Thursday, March 17, 2011

Johnny Young's Big Fat Chicago Mandolin Blues

There have been few blues mandolin players recorded. One of them was Johnny Young, a traditionally rooted Chicago based bluesman who passed away over thirty-five years. Rich DelGrosso celebrated the music of Young and other blues mandolin players on “Mandolin Man” from the recent album he did with John Del Toro Richardson, “Time Slips By”.

Young was born in Vicksburg, Mississippi, learned from an uncle who was part of a string band in Rolling Fork, and later was associated with the Mississippi Sheiks as well as with blues legends Houston Stackhouse and Robert Nighthawk. He moved permanently to Chicago in 1940 and played in clubs with John Lee ‘Sonny Boy’ Williamson as well as engaged in a number of day jobs. In 1947 he was playing on the Maxwell Street Market and with a cousin, Johnny Williams recorded
Money Taking Woman, for the Ora Nelle label on which he played mandolin and sang. He accompanied his cousin on the flip side on what was one of the earliest post-war Chicago blues recordings.

He made a few more 78s and in the fifties backed Snooky Pryor on a Vee-Jay recording session. Blues and jazz writer Pete Welding extensively recorded Young on his Testament label with selections appearing on anthologies and eventually a full album of recordings with sidemen including harmonica players Big Walter and Little Walter; guitarists John Lee Granderson and Robert Nighthawk, and pianists Jimmy Walker and Otis Spann. Approximately half of these recordings featured him on mandolin. Young was recorded as part of Vanguard’s
Chicago the Blues Today! series although only one of the tracks had him on mandolin. Two albums were recorded on Arhoolie, one of which included members of Muddy Waters band and some selections included his mandolin playing.

In June 1969, Young recorded with pianist Otis Spann, and guitarist/bass guitarist Sammy Lawhorn, harmonica player Paul Oscher and drummer S.P. Leary, who all were then members of Muddy Waters Band for an album that was issued in England on the Blue Horizon label as
Fat Mandolin. Mike Vernon, founder of Blue Horizon, estimated the initial release only sold in the hundreds, which says more about marketing and popular tastes than the quality of the music. Sony/Blue Horizon issued a few years back Johnny Young’s The Complete Blue Horizon Sessions with some alternate takes, false starts and unissued songs. As Vernon observes in his liner notes, this is the first digital reissue of this material.

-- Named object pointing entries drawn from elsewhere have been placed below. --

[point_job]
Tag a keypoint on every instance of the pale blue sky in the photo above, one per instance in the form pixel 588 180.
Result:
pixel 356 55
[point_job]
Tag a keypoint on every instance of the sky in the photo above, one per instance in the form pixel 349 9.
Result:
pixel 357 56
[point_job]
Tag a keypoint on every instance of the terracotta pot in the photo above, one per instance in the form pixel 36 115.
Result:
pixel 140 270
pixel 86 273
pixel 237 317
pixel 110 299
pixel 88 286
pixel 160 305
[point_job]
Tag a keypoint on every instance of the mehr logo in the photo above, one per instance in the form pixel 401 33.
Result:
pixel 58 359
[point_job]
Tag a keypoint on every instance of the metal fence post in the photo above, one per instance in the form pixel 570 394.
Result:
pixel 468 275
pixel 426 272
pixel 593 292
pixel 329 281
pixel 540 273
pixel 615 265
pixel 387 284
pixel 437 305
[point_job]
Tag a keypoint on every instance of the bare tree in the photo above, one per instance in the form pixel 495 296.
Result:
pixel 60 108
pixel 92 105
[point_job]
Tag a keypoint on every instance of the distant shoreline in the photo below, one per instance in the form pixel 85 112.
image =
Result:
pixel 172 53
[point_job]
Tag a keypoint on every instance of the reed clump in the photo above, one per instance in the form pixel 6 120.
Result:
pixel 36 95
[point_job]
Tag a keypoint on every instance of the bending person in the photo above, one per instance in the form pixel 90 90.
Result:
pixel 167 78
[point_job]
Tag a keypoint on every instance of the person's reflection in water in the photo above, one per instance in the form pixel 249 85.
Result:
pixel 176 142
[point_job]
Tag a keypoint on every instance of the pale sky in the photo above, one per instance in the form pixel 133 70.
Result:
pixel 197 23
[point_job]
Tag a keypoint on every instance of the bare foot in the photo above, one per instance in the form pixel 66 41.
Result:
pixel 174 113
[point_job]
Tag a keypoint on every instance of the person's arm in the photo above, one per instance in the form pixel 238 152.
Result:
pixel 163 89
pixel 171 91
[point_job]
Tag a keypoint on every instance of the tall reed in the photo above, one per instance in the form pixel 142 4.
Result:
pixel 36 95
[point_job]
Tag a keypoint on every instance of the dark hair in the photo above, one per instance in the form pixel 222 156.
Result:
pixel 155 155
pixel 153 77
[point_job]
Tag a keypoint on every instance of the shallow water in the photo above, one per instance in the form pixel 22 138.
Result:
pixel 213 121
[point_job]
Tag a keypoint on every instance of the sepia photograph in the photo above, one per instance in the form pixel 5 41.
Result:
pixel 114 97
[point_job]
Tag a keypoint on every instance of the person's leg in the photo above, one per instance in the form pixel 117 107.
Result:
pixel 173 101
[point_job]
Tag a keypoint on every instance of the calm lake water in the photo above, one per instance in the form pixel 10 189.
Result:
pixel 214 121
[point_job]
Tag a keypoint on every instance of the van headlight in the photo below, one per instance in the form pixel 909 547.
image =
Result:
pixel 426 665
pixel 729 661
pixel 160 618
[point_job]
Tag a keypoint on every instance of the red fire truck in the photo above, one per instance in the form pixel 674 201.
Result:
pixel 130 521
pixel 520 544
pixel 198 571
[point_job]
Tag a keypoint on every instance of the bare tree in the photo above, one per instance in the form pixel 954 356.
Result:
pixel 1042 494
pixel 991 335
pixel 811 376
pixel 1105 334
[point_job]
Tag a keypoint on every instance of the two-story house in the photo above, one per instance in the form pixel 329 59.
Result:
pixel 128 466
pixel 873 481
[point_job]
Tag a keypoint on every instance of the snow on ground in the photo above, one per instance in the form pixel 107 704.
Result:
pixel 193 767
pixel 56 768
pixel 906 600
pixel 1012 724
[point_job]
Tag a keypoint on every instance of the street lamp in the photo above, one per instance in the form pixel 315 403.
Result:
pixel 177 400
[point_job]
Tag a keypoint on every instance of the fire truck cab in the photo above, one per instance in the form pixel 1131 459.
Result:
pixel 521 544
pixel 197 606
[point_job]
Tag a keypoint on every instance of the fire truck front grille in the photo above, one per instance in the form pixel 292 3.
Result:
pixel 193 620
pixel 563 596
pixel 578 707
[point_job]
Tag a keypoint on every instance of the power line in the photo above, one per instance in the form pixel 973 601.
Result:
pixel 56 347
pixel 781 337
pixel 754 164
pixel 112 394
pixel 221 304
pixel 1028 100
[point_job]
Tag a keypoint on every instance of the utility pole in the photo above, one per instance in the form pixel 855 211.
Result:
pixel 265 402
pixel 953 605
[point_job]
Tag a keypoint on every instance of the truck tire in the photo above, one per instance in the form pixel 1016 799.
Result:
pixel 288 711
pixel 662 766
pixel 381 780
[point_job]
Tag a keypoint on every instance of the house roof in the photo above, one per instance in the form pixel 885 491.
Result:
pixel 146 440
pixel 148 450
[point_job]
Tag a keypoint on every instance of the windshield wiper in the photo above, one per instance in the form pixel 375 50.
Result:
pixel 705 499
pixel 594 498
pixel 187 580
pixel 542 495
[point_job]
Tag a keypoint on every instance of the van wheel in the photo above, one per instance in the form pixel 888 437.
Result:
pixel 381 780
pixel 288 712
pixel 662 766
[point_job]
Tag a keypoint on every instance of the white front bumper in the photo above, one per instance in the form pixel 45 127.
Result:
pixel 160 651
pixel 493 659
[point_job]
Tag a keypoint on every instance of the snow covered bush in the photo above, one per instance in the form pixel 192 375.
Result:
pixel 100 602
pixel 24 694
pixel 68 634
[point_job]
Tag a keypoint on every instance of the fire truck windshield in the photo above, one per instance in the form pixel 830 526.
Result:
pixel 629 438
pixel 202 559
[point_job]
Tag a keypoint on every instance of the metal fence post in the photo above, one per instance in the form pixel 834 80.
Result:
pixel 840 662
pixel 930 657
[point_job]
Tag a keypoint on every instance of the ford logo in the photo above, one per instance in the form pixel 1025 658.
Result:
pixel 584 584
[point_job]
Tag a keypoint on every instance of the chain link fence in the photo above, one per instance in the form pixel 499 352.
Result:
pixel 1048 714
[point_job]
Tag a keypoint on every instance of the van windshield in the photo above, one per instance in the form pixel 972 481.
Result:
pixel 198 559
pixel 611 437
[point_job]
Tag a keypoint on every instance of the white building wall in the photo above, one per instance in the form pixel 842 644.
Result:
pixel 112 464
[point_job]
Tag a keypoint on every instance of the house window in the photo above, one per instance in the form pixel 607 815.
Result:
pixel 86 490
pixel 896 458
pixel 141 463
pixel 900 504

The album provides a healthy dose of Young’s mandolin starting with the opening
Moaning and Groaning. where the clipped mandolin sound is complemented by Spann’s typically strong piano accompaniment as well as solos to take it out. Taken a lively, but unhurried tempo, Young’s robust vocal here is straightforward and heartfelt. There is nothing innovative here; simple strong Chicago blues sung and played with authority few today can deliver. One can hear the influence of the pioneering Leroy Carr in such Young originals as Heard My Doorbell Ring, as well as the remake of Carr’s Prison Bound, a staple of the Chicago blues scene of the time. On My Trainfare Out of Town, where Young plays guitar, Oscher evokes Walter Horton with his harmonica, while Spann pounds out another solo. 


Lula Mae is a marvelous duet of Young on mandolin backed by Lawhorn on bass guitar, while John Lee Williamson’s Shotgun Blues is titled here as Jackson Bound, and we are provided the incomplete first take as the master take as he sings the terrific line Lake Michigan Ain’t No River, Chicago Ain’t No Hilly Town. Walking Slow opens with some classic slow blues piano from Spann before Young starts his vocal and Vernon suggests Lawhorn is the guitarist here. Mandolin returns for the two, somewhat different takes of Deal the Cards, with a philosophical delivery of the lyric about always being dealt the losing hand. Lend Me You Love has some incomplete takes before a memorable rendition of a Memphis Slim inspired song that fans of the late Junior Wells should recognize. Other highlights include the wonderful rendition of Prison Bound, with just Young on mandolin and Lawhorn on bass guitar and Victoria Spivey’s Mean Old Black Snake. Also included are previously unissued recordings including a lively version of the old Memphis Jug Band’s Stealin’ that he had recorded at least twice before.

It is an important and valuable reissue that should be available from better retailers. I purchased this.